World and Nation

Jet search team: signals are ‘consistent’ with black boxes

KUALA LUMPUR, Malaysia — Even as they celebrated the discovery of underwater signals that may have come from Malaysia Airlines Flight 370, the authorities involved in the search cautioned Monday that they were still far from confirming the location of the airliner and solving the mystery of its disappearance.

The Australian naval vessel Ocean Shield, equipped with technology on loan from the U.S. Navy, picked up a series of electronic pings Sunday that had the characteristics of transmissions from a plane’s data and cockpit voice recorders, commonly known as black boxes.

But on Monday, officials said the ship had been unsuccessfully trying to locate the signals again as it slowly swept a remote section of the Indian Ocean, hundreds of miles northwest of Perth, Australia.
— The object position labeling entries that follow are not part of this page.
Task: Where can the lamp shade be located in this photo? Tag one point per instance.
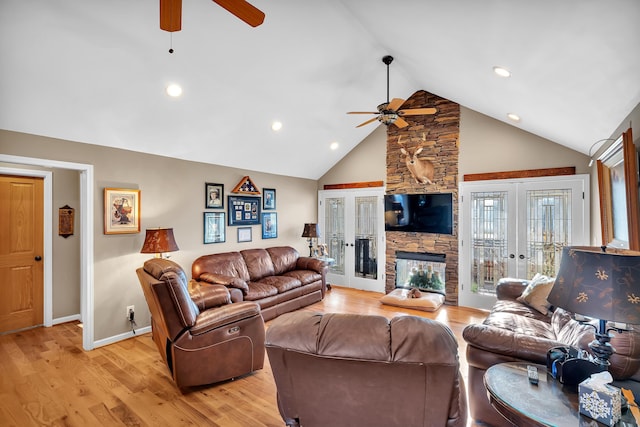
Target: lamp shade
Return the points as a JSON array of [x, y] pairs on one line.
[[159, 240], [597, 284], [310, 230]]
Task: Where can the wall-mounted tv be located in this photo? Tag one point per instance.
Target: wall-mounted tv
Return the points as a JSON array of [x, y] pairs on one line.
[[422, 213]]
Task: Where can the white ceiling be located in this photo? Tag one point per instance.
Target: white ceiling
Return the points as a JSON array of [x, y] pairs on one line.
[[94, 71]]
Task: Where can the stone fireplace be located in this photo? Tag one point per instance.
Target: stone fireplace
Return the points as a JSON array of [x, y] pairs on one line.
[[438, 134], [423, 270]]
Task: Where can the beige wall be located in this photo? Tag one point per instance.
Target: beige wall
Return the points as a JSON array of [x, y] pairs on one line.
[[172, 195], [366, 162]]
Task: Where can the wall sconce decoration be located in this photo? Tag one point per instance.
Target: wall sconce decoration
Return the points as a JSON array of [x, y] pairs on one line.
[[158, 241], [311, 232], [65, 221]]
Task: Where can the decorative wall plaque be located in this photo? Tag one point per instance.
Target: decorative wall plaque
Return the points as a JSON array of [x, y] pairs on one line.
[[246, 186], [65, 221]]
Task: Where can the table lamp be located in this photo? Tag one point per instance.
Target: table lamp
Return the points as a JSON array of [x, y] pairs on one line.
[[311, 231], [601, 284], [158, 241]]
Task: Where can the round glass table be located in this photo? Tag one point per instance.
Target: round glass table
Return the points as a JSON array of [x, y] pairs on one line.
[[547, 404]]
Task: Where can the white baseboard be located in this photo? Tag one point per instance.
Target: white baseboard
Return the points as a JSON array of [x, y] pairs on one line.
[[65, 319], [121, 337]]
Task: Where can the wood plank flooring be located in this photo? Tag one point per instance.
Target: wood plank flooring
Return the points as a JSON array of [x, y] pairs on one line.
[[47, 379]]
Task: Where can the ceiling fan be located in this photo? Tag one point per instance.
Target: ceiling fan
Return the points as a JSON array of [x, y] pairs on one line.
[[171, 13], [388, 112]]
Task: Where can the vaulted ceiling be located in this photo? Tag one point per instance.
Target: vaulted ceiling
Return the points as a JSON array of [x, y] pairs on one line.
[[95, 71]]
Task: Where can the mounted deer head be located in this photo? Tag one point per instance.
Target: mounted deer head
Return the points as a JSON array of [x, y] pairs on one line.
[[421, 169]]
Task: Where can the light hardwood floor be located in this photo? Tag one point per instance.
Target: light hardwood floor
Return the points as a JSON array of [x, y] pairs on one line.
[[46, 378]]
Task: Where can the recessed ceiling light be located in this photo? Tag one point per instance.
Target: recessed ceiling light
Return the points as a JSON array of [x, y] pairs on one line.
[[501, 71], [514, 117], [174, 90]]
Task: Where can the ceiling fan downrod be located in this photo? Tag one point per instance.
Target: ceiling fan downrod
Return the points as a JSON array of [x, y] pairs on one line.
[[388, 59]]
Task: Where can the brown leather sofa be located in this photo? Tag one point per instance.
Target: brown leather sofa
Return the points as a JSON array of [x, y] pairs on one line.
[[515, 332], [277, 278], [361, 370], [202, 337]]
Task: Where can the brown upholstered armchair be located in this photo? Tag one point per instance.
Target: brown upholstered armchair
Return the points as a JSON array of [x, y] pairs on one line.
[[202, 337], [360, 370]]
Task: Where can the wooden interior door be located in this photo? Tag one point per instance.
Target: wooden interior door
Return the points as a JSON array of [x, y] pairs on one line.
[[21, 252]]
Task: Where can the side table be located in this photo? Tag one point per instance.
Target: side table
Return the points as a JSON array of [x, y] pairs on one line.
[[547, 404]]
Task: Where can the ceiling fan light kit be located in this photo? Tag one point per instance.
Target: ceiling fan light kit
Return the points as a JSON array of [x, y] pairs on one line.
[[388, 112]]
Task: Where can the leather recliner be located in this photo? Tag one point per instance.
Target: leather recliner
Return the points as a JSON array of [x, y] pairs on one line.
[[202, 337], [361, 370]]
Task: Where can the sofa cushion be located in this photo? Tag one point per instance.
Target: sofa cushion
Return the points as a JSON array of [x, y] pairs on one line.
[[258, 263], [304, 276], [527, 325], [284, 258], [225, 264], [536, 293], [281, 283], [518, 308], [258, 290]]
Personnel from the U.S. Navy, who are operating the underwater detection equipment on Ocean Shield, are hoping to achieve more “signal detections” to be able to pinpoint the source of the pings, said Cmdr. William J. Marks, a spokesman for the Navy’s 7th Fleet, which is overseeing U.S. naval participation in the search. But the process is slow and deliberate.

At the same time, the batteries in Flight 370’s black boxes were expected to expire this week. The closer to expiration, the weaker the pings are.
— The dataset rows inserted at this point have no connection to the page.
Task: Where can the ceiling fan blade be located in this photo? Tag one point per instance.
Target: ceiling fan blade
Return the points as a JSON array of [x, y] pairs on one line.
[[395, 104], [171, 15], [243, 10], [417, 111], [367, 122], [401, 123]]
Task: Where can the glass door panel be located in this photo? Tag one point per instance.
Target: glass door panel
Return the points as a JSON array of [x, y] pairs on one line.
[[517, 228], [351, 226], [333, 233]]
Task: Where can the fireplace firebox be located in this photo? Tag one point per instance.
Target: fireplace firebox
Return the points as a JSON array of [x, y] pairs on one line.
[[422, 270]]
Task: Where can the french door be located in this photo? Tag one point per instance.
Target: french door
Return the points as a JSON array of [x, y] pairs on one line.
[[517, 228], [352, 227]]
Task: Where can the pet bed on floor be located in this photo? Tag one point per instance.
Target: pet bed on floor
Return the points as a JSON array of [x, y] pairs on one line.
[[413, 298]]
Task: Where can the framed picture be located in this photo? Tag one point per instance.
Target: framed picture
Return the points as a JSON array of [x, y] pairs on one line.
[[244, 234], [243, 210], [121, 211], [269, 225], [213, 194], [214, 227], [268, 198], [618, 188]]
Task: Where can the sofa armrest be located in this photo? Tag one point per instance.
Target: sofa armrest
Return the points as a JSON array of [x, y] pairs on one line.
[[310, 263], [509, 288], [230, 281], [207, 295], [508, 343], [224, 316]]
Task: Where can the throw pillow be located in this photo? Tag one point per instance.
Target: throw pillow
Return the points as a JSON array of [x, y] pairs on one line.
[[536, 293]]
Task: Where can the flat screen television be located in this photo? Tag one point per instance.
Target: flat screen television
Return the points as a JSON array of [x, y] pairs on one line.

If the searchers aboard Ocean Shield can define a more precise area where the black boxes might be located, they will then deploy a remote-controlled unmanned submarine to map the ocean floor and look for wreckage and the black boxes. The water at the vessel’s location is about 2.8 miles deep — about the farthest the submarine, a Bluefin-21, can dive.

If the plane’s black boxes are found, the effort will become a recovery operation. At such depths, that could take “a long, long time,” measurable in months, said Angus Houston, the retired Australian Air Force chief who is the lead coordinator of the search.

The signals were detected Sunday about 1,050 miles northwest of Perth, officials said.

Officials said that determining the nature and source of the signals might take several days, and that there was still no proof of the plane’s whereabouts.

The signals picked up by Ocean Shield occurred over the course of about 5 1/2 hours late Sunday in the northern part of the current search zone, northwest of Australia, officials said.

The sensors first detected the signal in the late afternoon and held it for more than two hours, officials said. The ship lost contact, turned around and picked up the signal again for about 13 minutes, officials said. On the return leg, sensors detected pings coming from two different locations, suggesting transmissions from both black boxes.

The Malaysia Airlines plane disappeared March 8 after it veered off its scheduled route to Beijing from Kuala Lumpur, and vanished from civilian and military radar. Based on analyses of satellite data, officials concluded that the flight ended somewhere in the southern Indian Ocean.